The American College of Physicians last week released its “Two-pronged Strategy to Improve American Health Care,” and the focus of both prongs can be summarized into one sentence: Reforming healthcare means you have to change how physicians are paid.
Each year the organization examines the state of U.S. healthcare, and in this year’s report, the group found that most of the major challenges facing providers are about money–from changing the formulas that determine how much physicians get paid to eliminating bureaucratic hoops physicians must jump through to justify that payment.
What follows are the highlights of the major reforms sought by the American College of Physicians to fix the American healthcare system:
Recommendations to Make the Health System More Effective: 
  • Renew commitment at both national and state levels to effectively implement the coverage expansion under ACA, particularly ensuring the poorest and most vulnerable have access to affordable coverage.
  • Reach agreement in Congress and in the Administration on a plan to replace sequestration cuts and prevent future disruptions in funding for critical health care, by enacting fiscally–and socially–responsible alternatives to reduce unnecessary health care spending.
  • Eliminate Medicare’s Sustainable Growth Rate (SGR) formula and support a transition to new payment models.
  • Implement policies to recruit and retain primary-care physicians.
  • Reduce firearms-related injuries and deaths by improving access to mental health services, supporting research on the causes and prevention of violence, and enacting reasonable controls over access to firearms that do not infringe on constitutionally protected rights.
Recommendations to Reduce Intrusions on the Patient-Physician Relationship:
  • Payment reforms must allow physicians to spend more appropriate clinical time with their patients.

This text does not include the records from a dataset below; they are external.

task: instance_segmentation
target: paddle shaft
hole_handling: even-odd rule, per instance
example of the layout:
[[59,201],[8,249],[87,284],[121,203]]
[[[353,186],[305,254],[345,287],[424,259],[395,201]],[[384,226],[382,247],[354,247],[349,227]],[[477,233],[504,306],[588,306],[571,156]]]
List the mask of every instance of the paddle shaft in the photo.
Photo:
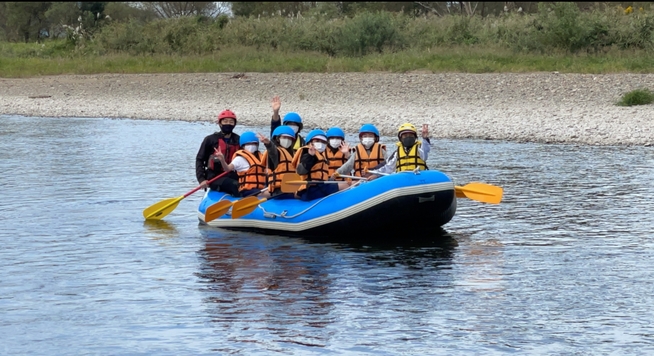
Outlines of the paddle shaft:
[[[215,176],[214,178],[209,180],[208,183],[210,184],[211,182],[215,181],[216,179],[218,179],[220,177],[224,177],[225,175],[227,175],[227,173],[229,173],[229,171],[223,172],[223,173]],[[188,192],[188,193],[186,193],[186,194],[184,194],[182,196],[179,196],[177,198],[168,198],[168,199],[161,200],[161,201],[159,201],[157,203],[154,203],[154,204],[150,205],[149,207],[145,208],[145,210],[143,210],[143,217],[145,218],[145,220],[148,220],[148,219],[154,219],[154,220],[162,219],[166,215],[170,214],[171,211],[175,210],[175,208],[177,207],[177,204],[179,204],[179,202],[182,201],[182,199],[184,199],[187,196],[197,192],[200,189],[202,189],[202,185],[197,186],[195,189],[193,189],[190,192]]]
[[347,176],[347,175],[345,175],[345,174],[338,174],[338,173],[336,173],[336,176],[335,176],[335,177],[336,177],[336,178],[350,178],[350,179],[356,179],[356,180],[364,180],[364,179],[368,179],[368,178],[366,178],[366,177]]
[[[231,171],[222,172],[219,175],[217,175],[217,176],[211,178],[210,180],[208,180],[207,181],[207,187],[209,187],[209,184],[213,183],[216,179],[226,176],[229,172],[231,172]],[[200,189],[202,189],[202,184],[198,185],[197,187],[195,187],[195,189],[191,190],[190,192],[184,194],[184,198],[186,198],[187,196],[197,192]]]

  • Payment and delivery reforms that hold physicians accountable for the outcomes of care should eliminate the layers of review and second-guessing of clinical decisions made by physicians.
  • CMS should harmonize the measures used in different reporting program.
  • CMS should provide more clinically relevant ways to satisfy the requirement that physicians must transition to using ICD-10 codes for billing and reporting purposes.
  • Congress and CMS should encourage participation in quality reporting programs by reducing administrative barriers, improving bonuses, and broadening hardship exemptions.
  • The government, the medical profession, and standard-setting organizations should work with EHR vendors to improve the functional capabilities of their systems.
  • Medicare and private insurers should move toward standardizing claims administration requirements, pre-authorization, and other administrative simplification requirements.
  • Congress should enact meaningful medical liability reforms including health courts, early disclosure of errors, and caps on non-economic damages.
  • State and federal authorities should avoid enactment of mandates that interfere with physicians’ free speech and the patient-physician relationship.